In, 10 Ways in Which Wealthy People Think Differently About Money, the author says, “The wealthy think big”:

When you focus on just surviving through retirement or paying the mortgage, you will just survive through retirement or pay the mortgage. Your brain needs something big to dream about. You must aspire to be something huge. Stop dreaming of only a million bucks. Write down the biggest dream you can think of and multiply it by 10. That’s thinking big.

I agree. You get what you focus on, big or small, good or bad, so you might as well focus on the biggest and best.

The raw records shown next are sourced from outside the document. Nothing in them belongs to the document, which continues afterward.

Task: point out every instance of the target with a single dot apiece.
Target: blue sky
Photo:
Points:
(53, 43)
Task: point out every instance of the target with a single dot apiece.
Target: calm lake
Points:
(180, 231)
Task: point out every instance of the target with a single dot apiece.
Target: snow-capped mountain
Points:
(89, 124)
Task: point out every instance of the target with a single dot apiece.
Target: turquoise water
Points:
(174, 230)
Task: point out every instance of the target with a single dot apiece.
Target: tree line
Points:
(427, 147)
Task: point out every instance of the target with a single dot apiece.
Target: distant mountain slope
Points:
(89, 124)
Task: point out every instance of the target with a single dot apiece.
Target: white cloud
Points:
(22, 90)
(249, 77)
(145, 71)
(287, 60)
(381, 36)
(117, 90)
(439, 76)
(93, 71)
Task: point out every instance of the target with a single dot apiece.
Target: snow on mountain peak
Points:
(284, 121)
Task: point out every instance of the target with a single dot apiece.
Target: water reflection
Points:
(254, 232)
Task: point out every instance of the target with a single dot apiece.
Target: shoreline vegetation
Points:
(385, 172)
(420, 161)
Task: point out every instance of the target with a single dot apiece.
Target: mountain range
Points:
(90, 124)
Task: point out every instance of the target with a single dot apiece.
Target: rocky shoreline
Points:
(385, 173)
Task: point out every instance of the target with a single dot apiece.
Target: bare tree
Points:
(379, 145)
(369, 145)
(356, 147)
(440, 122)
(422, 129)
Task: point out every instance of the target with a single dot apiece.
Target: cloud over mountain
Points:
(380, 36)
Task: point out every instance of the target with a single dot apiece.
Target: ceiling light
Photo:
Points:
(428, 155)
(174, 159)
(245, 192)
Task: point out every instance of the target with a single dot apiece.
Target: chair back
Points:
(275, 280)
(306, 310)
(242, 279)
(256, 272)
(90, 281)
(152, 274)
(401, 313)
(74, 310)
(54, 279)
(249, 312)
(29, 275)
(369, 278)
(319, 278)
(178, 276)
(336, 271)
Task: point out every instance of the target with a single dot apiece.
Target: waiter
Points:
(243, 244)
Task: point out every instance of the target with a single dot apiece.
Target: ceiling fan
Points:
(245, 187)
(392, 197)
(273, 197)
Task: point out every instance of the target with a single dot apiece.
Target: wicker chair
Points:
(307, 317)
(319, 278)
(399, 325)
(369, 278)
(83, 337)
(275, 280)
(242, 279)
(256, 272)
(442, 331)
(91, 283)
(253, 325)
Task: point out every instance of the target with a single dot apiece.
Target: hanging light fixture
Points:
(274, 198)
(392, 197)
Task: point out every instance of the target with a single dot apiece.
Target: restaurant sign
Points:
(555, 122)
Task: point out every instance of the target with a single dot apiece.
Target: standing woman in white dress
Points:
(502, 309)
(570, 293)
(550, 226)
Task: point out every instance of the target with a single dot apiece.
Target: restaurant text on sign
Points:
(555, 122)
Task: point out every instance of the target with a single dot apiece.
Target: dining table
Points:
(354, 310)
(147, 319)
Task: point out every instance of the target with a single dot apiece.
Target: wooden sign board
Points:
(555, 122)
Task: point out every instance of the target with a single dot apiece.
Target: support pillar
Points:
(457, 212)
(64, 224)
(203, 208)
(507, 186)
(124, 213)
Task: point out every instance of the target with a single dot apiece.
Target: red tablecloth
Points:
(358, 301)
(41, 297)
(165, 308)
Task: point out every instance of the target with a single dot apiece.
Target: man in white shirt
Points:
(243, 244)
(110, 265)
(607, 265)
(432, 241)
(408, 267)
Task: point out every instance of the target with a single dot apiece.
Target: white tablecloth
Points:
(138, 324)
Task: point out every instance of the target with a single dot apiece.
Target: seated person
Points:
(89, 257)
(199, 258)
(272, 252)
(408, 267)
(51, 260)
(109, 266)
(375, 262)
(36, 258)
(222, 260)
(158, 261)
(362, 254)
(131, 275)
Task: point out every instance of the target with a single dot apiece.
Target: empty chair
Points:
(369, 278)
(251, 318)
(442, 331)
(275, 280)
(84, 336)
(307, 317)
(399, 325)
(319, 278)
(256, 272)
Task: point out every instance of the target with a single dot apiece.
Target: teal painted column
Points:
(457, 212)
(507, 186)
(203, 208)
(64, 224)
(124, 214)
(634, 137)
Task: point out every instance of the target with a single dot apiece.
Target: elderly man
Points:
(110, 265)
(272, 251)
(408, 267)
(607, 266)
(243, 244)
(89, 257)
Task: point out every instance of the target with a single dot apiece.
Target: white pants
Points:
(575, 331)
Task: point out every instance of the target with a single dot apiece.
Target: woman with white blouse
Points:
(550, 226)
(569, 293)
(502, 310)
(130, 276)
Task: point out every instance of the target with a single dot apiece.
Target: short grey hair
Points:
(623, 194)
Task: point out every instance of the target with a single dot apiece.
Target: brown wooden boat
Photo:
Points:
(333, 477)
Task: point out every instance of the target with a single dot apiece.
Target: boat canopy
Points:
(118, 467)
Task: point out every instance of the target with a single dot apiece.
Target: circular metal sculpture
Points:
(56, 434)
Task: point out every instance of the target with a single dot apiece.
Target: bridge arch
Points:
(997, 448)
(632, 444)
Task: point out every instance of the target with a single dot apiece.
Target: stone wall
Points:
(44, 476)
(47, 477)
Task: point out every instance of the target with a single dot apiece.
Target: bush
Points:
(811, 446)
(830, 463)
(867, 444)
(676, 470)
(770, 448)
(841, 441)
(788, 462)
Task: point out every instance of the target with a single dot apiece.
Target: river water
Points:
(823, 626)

Money may not be your primary motivation in life. I get that. But let’s put aside that debate for now and continue to use money as a metaphor for success because that’s how we keep score and because more money means you can do more of whatever else it is you want to do, even if that means giving away most of that money.

Anyway, if you haven’t already done so, before reading further, do the exercise. Pick a big number and multiple by ten.

Got it? Let it roll around in your brain for a few seconds. Imagine yourself in possession of that amount. That’s your annual income. Or your total assets.

Now, don’t think about whether or not it’s possible or how you could do it, just answer this question: When you think about that number how do you feel?

Does it feel good and proper or does it feel like an impossible dream? Does it feel exciting and make you smile or does it make you nervous or fearful?

If it feels good, great. Continue thinking about that number (or a bigger one) and use it to pull you forward towards a wealthier future.

If it doesn’t feel good, we need to talk.

Okay, no lectures, and no psycho-babble about self-esteem or about negative money messages that were drilled into you at an early age. But if the thought of big money scares you or makes you feel anything bad, it means something.

For one thing, it means you’re not on a path towards wealth. Your subconscious won’t allow it. It doesn’t want you to feel bad, it wants you to feel good. Pick a smaller number. Keep going smaller until you feel good about the number. Your subconscious mind approves of that amount.

So now what? If your logical brain says you want big(ger) money but your subconscious brain says you can’t have it, do you give up and surrender to your inner fears and limitations?

No. What you do is forget about the dollar amount for the time being and find a thought about money that feels better when you think it. If thinking about earning ten million dollars makes you nervous, reach for a thought you can accept. You might think, “There are things I could do to earn more than I earn now,” for example.

How does that thought feel? If it feels good, move forward. Think more thoughts that feel good about the subject, and keep doing that until you feel good about the subject most of the time.

What happens is that over time you’re subconscious begins to accept those increasingly positive thoughts about money as truths and good for you, not something it needs to protect you from. It will then guide you towards activities that lead to results that are consistent with those thoughts.

In other words, don’t try to force yourself into thinking big. It’s not about will power. Simply reach for a thought about money that feels better and continue doing that. Before long, you will find yourself thinking big about money, or at least bigger than you did when you started.

The process needn’t take a long time. Practice thinking thoughts that feel good (about money or anything else) and in thirty days or less you will see demonstrative changes in your attitude towards the subject.

Your attitude guides your activities, your activities determine your results, and your results determine your happiness. (Cue Pharrell.)

There’s the bell. Class dismissed. Open book test on Friday.